Darius también se había fijado. Inmediatamente ordenó a los
optiones
hacer formar a sus hombres una pantalla protectora ante la entrada. Apilaron los yugos y los legionarios se desplegaron hacia el exterior formando un semicírculo de cuatro hileras de profundidad. Lo hicieron con eficiencia, sin alborotar, y enseguida formaron un muro compacto de escudos. Por encima de los
scuta
recubiertos de seda sobresalían los cascos de bronce con penacho en forma de cuenco y los rostros formales de expresión adusta. Aparte de la mitad inferior de las piernas de los soldados, el enemigo tenía pocos puntos por donde atacar. Y, gracias a las enseñanzas de Tarquinius, las filas delanteras siempre se ponían de rodillas cuando existía la amenaza de recibir proyectiles. Estaban preparados.

Darius escogió a dedo a seis hombres para que fueran a investigar. Entre ellos se contaban Romulus y Brennus, y por razones que sólo él sabía también eligió a Novius y Optatus. Los veteranos miraron con expresión lasciva a los dos amigos mientras apoyaban los
pila
contra el muro de troncos. Las jabalinas de poco servían en las distancias cortas. Sin embargo, todos desenvainaron los
gladii
. El robusto parto blandió su acero y los condujo al interior del campamento. Era totalmente ajeno a la tensión existente entre los hombres que lo seguían. Se produjo una pequeña demora; nadie quería tener al enemigo a su espalda. Entonces, Romulus cruzó el umbral de la puerta a toda velocidad con Brennus y dejó a los demás demasiado lejos para que intentaran hacer algo. Novius y Optatus los siguieron, profiriendo maldiciones en silencio.

La tierra que pisaban estaba compactada por el paso de hombres al entrar y salir del fuerte, por lo que las suelas claveteadas de las
caligae
no hacían ningún ruido. Los recibió un silencio sepulcral. En el interior, el ambiente era sobrecogedor. Inquietante. Puede que parte de la guarnición estuviera patrullando, pero por lo menos tendría que haber algunos soldados visibles.

No se veía a ninguno.

«¿Dónde están?», pensó Romulus. ¿Habrían abandonado el fuerte?
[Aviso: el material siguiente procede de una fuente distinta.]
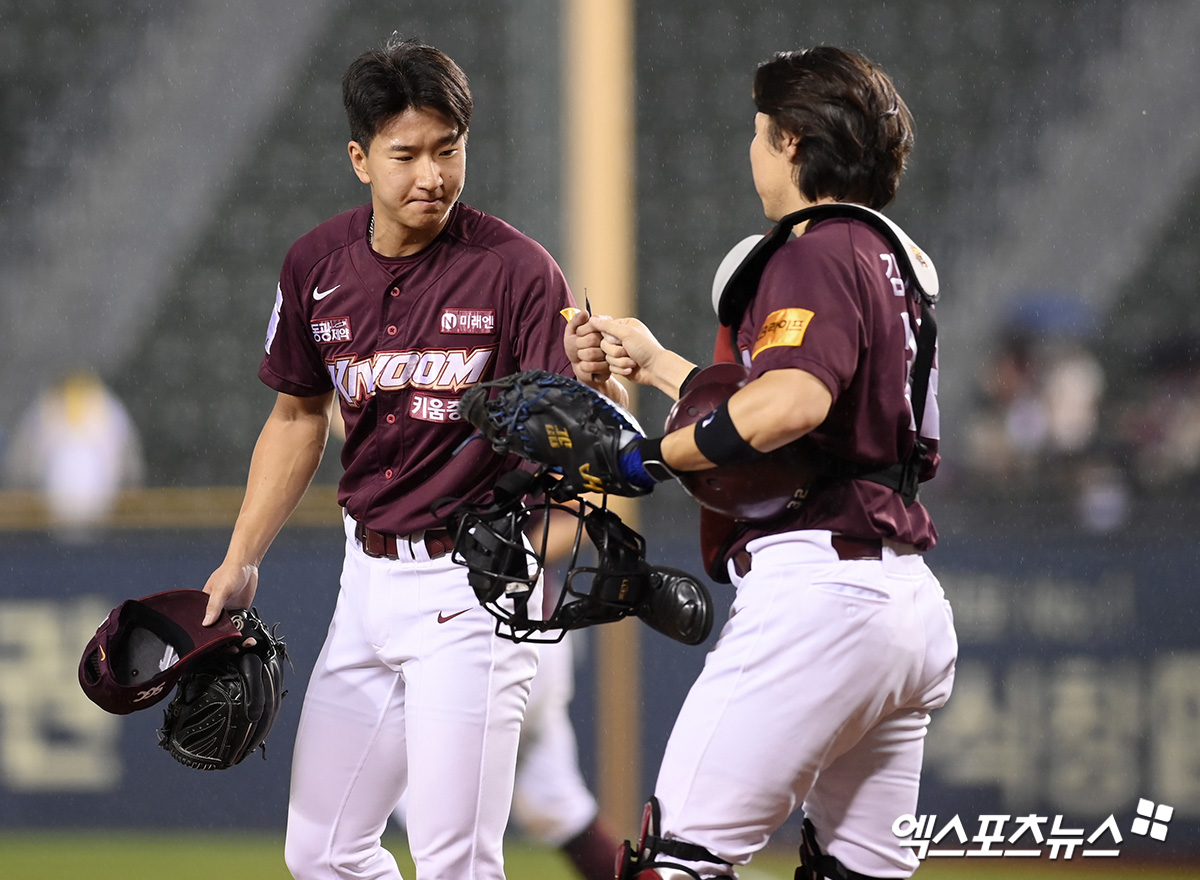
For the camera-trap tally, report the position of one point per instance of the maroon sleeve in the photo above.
(807, 316)
(292, 363)
(540, 294)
Aparte de la torre de observación, un único barracón y un pequeño pabellón con letrinas, las únicas estructuras eran un horno de tierra bajo el muro occidental y altares consagrados a los dioses en todos los rincones. Encontraron unas grandes manchas oscuras y reveladoras en el suelo, prueba sangrienta de que algo no iba bien. Al verlas, los demás emitieron murmullos de inquietud.

A Romulus se le erizó el vello de la nuca. Allí había muerte; de repente, su presencia resultaba poderosísima. Alzó la vista, esperando ver nubes de aves rapaces sobrevolando por encima di mis cabezas. Sin embargo, no había muchas, y las que había probablemente estuvieran observando los montones de escombros acumulados en el exterior del campamento. ¿Por qué no había más?